A Broken Heart For Every Light Pulled Down In Boston

Thursday, February 1st, 2007 @ 6:24 pm | Uncategorized

Since I’m not in Boston, I don’t have any first hand experience with how the Mooninite invasion was handled in Boston. From what I’ve read, though, I have no issues with the way the city handled the event and think that the mayor, governor, and everybody else involved are justifiably pissed at Turner.

I was thinking about writing something more, but then I saw Andy Ihnatko’s take and decided to just quote-and-link:

Doug, I’m just asking that you take a moment to imagine a world in which somebody might have looked at this and not immediately thought “An electronic advertisement for Aqua Teen Hunger Force; specifically, an image of ‘Ignignokt,’ one of its misguided Mooninite characters. How artfully sardonic!”

An alternative reaction might have been — and I’m not insisting that this is the only credible one, mind you, merely tabling it as a possibility — “A weird, handmade device crudely fastened to a bridge support; should I maybe phone somebody about this?”

And once “weird handmade device crudely fastened to a bridge support” makes it to a police switchboard, there’s a predictable chain of events.

Thank you, Andy.

2 Responses to “A Broken Heart For Every Light Pulled Down In Boston”

  1. Nat Irons Says:

    What’s your position on the nine other cities that had Lite-Brite invaders but didn’t call in the troops? If Boston did the right thing with its unplanned terrorism drill, doesn’t that mean Portland was unacceptably lax?

    Assuming there’s no reasonable way to praise both cities’ reactions, are you sure you want to be commending Tom Menino for arriving at the wrong conclusion. in what proved to be the total absence of a threat? He acted in good faith, but his refusal to back down an inch once he knew there was never any danger scares the crap out of me. Prosecutors are still referring to the widgets as “hoax devices”.

    This is a big country, and the so-called war on terror will be with us for a while. I’m more worried about the Americans who see false positives as cost-free than I am about the exceedingly rare individuals who’d like to blow something up.

  2. Eric Says:

    From what I read, the first Mooninite was reported by a city employee on an overpass near Route 93. This was one of the second batch of Mooninites placed. Assuming that the first batch of Mooninites were also place on similar infrastructure, then I think Boston was lax in not having somebody notice the devices within the first three weeks.

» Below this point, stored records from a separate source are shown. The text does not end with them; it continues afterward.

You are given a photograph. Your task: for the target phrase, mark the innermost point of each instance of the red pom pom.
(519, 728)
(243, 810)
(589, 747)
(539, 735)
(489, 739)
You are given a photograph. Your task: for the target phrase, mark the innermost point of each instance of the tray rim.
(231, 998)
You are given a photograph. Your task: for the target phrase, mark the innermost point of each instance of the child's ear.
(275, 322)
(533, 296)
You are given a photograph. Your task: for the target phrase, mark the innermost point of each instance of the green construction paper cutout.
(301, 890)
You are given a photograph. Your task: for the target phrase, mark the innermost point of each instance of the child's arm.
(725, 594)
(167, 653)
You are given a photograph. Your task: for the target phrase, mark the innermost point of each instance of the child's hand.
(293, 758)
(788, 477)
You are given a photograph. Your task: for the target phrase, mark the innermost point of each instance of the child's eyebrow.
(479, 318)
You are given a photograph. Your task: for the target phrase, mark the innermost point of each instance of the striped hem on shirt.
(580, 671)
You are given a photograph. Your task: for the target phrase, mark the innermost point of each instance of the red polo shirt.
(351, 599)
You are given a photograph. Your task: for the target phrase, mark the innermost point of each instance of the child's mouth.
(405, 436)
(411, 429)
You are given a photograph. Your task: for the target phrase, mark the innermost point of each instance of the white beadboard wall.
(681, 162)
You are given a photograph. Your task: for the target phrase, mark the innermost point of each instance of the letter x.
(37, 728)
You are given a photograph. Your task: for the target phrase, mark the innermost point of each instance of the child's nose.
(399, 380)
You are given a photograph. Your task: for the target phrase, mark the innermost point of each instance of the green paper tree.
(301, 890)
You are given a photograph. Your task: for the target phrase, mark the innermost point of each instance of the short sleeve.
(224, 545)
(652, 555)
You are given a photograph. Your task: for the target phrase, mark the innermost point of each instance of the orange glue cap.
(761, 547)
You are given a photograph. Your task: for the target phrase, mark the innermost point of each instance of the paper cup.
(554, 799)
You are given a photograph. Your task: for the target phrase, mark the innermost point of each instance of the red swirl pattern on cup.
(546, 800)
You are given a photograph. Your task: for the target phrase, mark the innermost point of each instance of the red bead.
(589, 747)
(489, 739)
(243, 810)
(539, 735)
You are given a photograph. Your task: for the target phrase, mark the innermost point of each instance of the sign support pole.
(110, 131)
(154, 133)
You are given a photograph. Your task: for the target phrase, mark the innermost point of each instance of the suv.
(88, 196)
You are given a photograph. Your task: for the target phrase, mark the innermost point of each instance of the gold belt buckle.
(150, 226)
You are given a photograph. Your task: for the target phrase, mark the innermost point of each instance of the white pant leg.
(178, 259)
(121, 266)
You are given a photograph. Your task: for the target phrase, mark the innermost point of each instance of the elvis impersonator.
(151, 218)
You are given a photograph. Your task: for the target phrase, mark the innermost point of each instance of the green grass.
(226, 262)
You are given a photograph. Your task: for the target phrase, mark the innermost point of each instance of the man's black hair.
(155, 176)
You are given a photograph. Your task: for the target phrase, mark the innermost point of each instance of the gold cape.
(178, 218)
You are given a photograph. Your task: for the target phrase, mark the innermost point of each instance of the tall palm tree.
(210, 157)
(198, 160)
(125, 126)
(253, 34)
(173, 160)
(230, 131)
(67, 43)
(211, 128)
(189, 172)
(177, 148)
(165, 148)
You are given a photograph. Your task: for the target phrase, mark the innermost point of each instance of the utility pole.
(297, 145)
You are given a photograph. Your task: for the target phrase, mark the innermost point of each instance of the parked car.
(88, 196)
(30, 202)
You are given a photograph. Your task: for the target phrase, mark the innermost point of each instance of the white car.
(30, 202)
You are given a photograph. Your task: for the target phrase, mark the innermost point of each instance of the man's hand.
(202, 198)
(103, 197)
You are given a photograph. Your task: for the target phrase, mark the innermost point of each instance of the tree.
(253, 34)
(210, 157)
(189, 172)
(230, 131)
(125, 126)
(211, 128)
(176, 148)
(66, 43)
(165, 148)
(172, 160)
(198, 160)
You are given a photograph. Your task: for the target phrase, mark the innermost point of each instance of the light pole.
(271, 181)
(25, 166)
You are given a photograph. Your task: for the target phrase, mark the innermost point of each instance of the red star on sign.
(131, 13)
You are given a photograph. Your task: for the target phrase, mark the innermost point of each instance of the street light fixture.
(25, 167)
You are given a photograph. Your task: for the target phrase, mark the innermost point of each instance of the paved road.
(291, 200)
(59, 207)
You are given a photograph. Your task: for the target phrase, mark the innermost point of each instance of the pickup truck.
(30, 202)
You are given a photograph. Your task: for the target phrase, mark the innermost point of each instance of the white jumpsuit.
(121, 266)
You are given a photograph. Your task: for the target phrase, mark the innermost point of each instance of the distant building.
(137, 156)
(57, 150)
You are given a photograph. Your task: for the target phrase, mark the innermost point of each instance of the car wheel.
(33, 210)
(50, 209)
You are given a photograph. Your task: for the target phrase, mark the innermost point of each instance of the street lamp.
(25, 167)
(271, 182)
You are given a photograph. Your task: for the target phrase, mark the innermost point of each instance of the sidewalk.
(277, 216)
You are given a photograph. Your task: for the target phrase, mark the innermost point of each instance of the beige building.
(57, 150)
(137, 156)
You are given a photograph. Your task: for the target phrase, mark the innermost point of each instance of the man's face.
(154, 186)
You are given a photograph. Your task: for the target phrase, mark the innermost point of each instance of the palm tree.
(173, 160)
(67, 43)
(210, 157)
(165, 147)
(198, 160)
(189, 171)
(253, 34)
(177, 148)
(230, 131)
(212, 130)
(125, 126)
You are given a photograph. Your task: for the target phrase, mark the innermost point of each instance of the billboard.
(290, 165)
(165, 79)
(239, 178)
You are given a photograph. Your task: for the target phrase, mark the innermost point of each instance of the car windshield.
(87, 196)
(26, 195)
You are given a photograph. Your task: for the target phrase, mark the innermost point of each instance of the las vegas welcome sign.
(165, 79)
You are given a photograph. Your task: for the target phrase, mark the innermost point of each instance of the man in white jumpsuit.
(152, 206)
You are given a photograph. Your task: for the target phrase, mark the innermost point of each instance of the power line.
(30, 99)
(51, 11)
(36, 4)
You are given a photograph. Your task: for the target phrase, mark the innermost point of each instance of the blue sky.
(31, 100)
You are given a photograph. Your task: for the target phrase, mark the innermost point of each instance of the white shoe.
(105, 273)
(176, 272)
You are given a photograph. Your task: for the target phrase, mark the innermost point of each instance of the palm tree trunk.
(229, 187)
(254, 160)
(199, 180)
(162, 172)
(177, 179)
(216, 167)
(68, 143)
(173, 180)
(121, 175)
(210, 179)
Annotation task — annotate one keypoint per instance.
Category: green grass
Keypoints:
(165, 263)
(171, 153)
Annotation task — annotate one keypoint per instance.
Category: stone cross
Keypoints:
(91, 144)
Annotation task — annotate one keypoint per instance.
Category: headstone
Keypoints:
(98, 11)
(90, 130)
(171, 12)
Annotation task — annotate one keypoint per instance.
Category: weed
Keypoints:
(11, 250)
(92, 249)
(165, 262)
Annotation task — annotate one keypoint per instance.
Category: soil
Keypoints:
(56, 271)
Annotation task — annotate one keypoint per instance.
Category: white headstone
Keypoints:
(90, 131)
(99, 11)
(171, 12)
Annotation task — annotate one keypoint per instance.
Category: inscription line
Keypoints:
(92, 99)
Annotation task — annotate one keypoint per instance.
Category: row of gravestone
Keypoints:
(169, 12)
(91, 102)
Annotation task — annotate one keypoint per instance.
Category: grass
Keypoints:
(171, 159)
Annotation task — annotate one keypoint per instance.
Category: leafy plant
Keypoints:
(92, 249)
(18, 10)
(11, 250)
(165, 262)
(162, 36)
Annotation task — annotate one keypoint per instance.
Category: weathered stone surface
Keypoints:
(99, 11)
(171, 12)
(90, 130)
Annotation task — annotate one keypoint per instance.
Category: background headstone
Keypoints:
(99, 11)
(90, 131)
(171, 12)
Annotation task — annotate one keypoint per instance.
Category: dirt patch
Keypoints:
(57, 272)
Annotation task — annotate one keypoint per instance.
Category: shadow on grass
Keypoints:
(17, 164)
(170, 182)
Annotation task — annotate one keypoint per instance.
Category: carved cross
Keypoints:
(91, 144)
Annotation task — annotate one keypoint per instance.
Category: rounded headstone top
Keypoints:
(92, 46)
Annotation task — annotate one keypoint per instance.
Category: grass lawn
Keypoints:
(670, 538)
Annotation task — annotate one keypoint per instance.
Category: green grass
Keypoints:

    Along those same lines, if the Mooninites were placed on infrastructure location in the other cities and not noticed by municipal employees responsible for the upkeep of those locations, then yes, I think the other cities were lax.

    That said, I’m typically not a Menino fan and everything that’s come about in the aftermath is clearly posturing. He seems to have the same tendency as some other politicians to latch onto a topic and beat the damn thing to death. The city’s gotten its concession out of Turner and for the people involved to move on.